Tuesday, December 28, 2010

Dork Awards 2010: Best Single Issue

So it's time once again to return to the Dork Awards...


Best Single Issue

Crafting a great single issue of a funnybook series really is an art form, and one that’s increasingly rare in this era of multi-part stories and novelistic pacing. That’s my preferred sort of serial funnybook writing, too, which makes finding great single-issue comics that much harder. Still, I was able to pull together a list of issues that made me happy this year without too much difficulty. To whit…

 



Iron Man Annual #1
by Matt Fraction and Carmine DiGiandomenico

This story recreating the Mandarin as a villain for the 21st Century is perhaps Matt Fraction’s best Marvel work to date, and is almost certainly the best single-issue corporate spandex story of the year. It’s only competition, in fact, is…

















Batman and Robin #16
by Grant Morrison, Cameron Stewart, Chris Burnham, and Frazer Irving

The big finale to Morrison’s Batman & Robin is a big splashy mess of a comic, filled with great moments, the best of which is probably the Joker’s final confrontation with Dr. Hurt.



















Scarlet #1
by Brian Michael Bendis and Alex Maleev

A thrilling literary exercise kicks off this series, with Bendis breaking out some new montage narrative tricks, and bringing us a heroine who’s not an unreliable narrator, per se, but definitely a manipulative one.

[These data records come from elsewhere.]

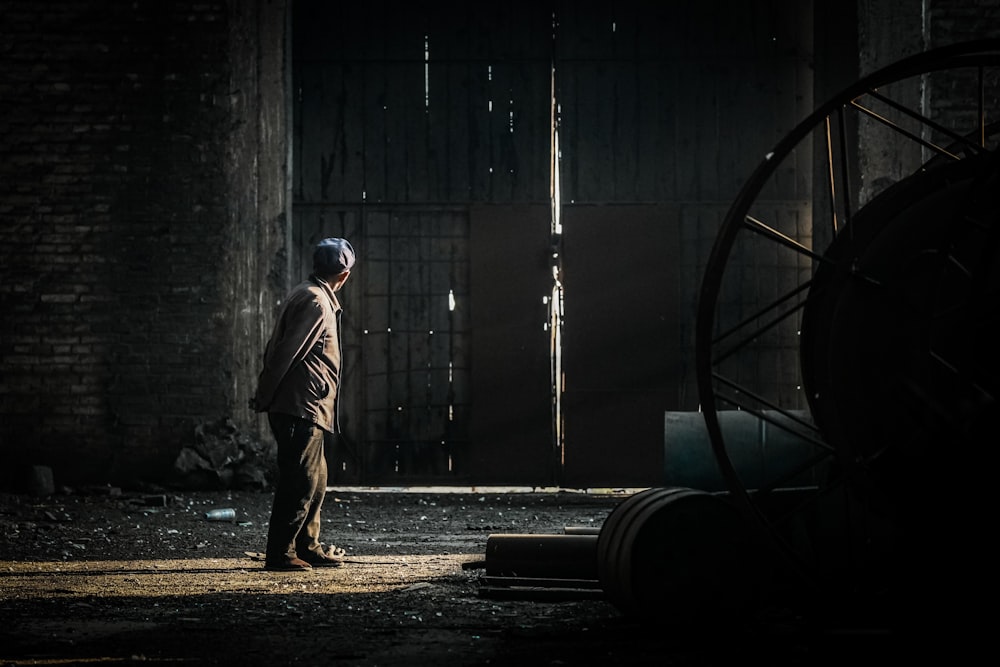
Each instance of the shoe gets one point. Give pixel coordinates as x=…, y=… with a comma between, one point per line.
x=288, y=565
x=330, y=557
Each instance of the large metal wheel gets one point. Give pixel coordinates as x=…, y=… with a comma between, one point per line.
x=852, y=300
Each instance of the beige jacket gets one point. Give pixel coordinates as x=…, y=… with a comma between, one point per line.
x=301, y=371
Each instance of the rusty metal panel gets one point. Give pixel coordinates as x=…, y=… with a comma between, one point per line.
x=424, y=104
x=512, y=435
x=621, y=341
x=416, y=331
x=677, y=102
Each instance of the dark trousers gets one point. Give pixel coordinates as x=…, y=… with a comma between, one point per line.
x=295, y=522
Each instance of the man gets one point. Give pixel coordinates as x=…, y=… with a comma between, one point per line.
x=298, y=387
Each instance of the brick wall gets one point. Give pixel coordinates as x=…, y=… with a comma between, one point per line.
x=120, y=127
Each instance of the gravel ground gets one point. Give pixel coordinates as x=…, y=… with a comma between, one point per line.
x=101, y=576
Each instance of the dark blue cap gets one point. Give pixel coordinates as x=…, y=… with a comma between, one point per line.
x=333, y=256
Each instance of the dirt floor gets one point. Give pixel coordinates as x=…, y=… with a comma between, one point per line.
x=99, y=576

Strange Science Fantasy #2
by Scott Morse

Shogunaut.

Nuff.
Fucking.
Said.
















Phonogram: Singles Club #7
by Kieron Gillen and Jamie McKelvie

The second (and final?) Phonogram series wraps up with a rather brilliant silent issue starring instinctive phonomancer Kid With Knife. Much like the Kid himself, it’s simple, fun, and to the point. A nice capper to a series that was sometimes too cerebral for its own good.









And the winner is…

Iron Man!

Another tough choice, but one that found me being true to the spirit of the category: stand-alone stories. Scarlet and Batman & Robin might have been better comics, truth be told, but they’re dependent on the rest of their series in ways that the Iron Man Annual just isn’t. You could pick this book up without ever having read a single issue of Iron Man, and it would be just as good.

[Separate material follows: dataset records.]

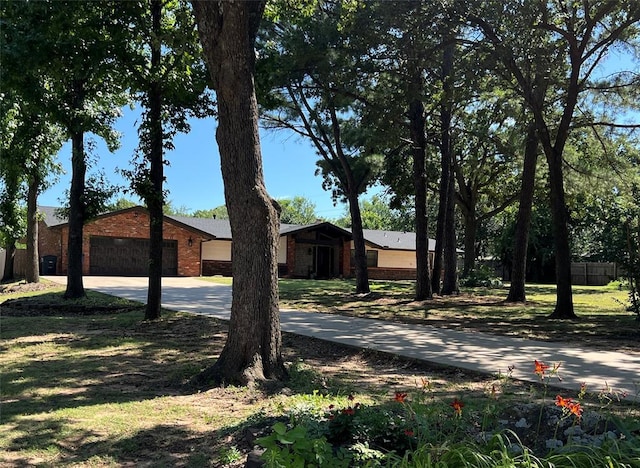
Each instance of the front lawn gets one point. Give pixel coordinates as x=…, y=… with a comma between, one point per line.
x=602, y=321
x=90, y=384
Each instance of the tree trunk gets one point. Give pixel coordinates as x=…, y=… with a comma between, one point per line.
x=359, y=246
x=521, y=239
x=32, y=271
x=155, y=196
x=417, y=124
x=450, y=261
x=560, y=216
x=450, y=254
x=253, y=349
x=9, y=261
x=470, y=233
x=75, y=287
x=438, y=254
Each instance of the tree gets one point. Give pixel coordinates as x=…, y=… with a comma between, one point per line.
x=297, y=210
x=581, y=33
x=84, y=89
x=489, y=143
x=311, y=92
x=169, y=79
x=121, y=204
x=378, y=214
x=253, y=349
x=219, y=212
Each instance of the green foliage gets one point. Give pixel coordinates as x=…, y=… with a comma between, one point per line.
x=120, y=204
x=219, y=212
x=481, y=276
x=378, y=214
x=294, y=449
x=297, y=210
x=230, y=455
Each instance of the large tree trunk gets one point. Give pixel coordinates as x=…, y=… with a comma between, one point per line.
x=438, y=254
x=75, y=286
x=253, y=348
x=560, y=216
x=470, y=234
x=155, y=198
x=450, y=260
x=450, y=255
x=521, y=239
x=417, y=123
x=32, y=273
x=359, y=246
x=9, y=261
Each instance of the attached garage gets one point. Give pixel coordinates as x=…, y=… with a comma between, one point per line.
x=116, y=256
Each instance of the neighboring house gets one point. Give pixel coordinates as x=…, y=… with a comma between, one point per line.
x=117, y=243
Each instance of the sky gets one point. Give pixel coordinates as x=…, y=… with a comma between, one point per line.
x=194, y=178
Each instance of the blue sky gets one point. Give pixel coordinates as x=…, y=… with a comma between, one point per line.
x=194, y=179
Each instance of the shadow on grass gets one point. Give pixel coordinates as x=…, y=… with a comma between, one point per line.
x=70, y=362
x=159, y=445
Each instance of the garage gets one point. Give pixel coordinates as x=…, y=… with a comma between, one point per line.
x=114, y=256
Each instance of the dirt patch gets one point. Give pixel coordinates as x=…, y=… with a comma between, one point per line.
x=22, y=287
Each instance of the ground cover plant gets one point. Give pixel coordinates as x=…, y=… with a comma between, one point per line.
x=91, y=384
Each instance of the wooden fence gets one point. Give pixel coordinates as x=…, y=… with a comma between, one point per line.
x=593, y=274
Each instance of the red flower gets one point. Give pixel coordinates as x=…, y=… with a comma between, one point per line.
x=563, y=402
x=457, y=406
x=540, y=368
x=575, y=409
x=400, y=397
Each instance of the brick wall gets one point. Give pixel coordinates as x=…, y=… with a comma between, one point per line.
x=216, y=267
x=134, y=223
x=50, y=243
x=291, y=254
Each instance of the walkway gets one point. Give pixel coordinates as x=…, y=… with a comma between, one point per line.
x=474, y=351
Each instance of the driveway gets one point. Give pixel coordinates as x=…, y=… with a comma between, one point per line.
x=474, y=351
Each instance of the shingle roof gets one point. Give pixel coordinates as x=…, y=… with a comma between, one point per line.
x=394, y=240
x=50, y=217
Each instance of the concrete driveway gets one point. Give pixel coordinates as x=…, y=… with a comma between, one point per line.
x=474, y=351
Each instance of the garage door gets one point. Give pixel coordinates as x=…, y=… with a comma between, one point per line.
x=112, y=256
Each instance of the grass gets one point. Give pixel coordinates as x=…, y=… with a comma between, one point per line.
x=602, y=319
x=90, y=384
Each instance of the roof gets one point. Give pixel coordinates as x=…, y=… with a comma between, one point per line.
x=394, y=240
x=221, y=229
x=50, y=217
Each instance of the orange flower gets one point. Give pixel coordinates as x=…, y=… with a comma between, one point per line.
x=400, y=397
x=457, y=406
x=575, y=409
x=563, y=402
x=540, y=368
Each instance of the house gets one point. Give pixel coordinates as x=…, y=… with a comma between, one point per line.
x=117, y=243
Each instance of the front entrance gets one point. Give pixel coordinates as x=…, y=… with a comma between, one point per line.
x=113, y=256
x=324, y=263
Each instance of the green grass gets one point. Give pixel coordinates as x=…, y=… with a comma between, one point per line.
x=101, y=387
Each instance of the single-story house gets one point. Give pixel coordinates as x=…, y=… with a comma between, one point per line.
x=117, y=243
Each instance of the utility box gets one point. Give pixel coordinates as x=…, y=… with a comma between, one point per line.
x=48, y=265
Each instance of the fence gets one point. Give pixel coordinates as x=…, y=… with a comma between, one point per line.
x=593, y=274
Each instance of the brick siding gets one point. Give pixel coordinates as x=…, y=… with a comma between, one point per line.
x=132, y=223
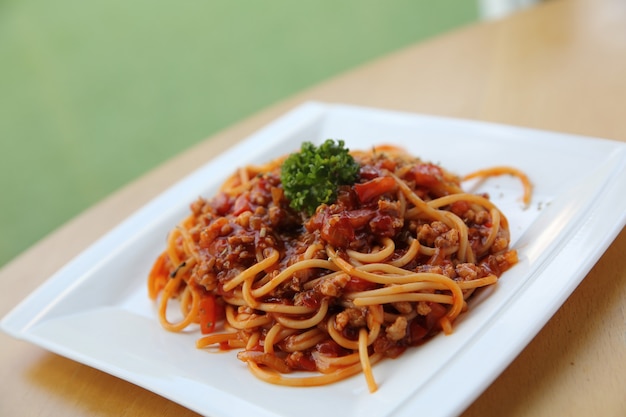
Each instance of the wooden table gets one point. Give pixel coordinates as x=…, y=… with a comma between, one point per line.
x=559, y=66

And it is very good indeed, from all the perspectives that matter. The story involves the Mandarin kidnapping an acclaimed director to film his life story, a situation that slowly evolves into a battle of wills between the two. Fraction drew on his own experiences directing a music video for Kanye West for the story, which lends it some verisimilitude, and the director’s plight is genuinely harrowing. But what really impresses me is Fraction’s characterization of the Mandarin himself. Vain and eager to hide his own less-than-impressive background, Mandarin changes his life story on a whim, and it’s implied that one of his own rings may make him believe the hype. Corporate spandex doesn’t get much better than this, and so it takes home the Dorky.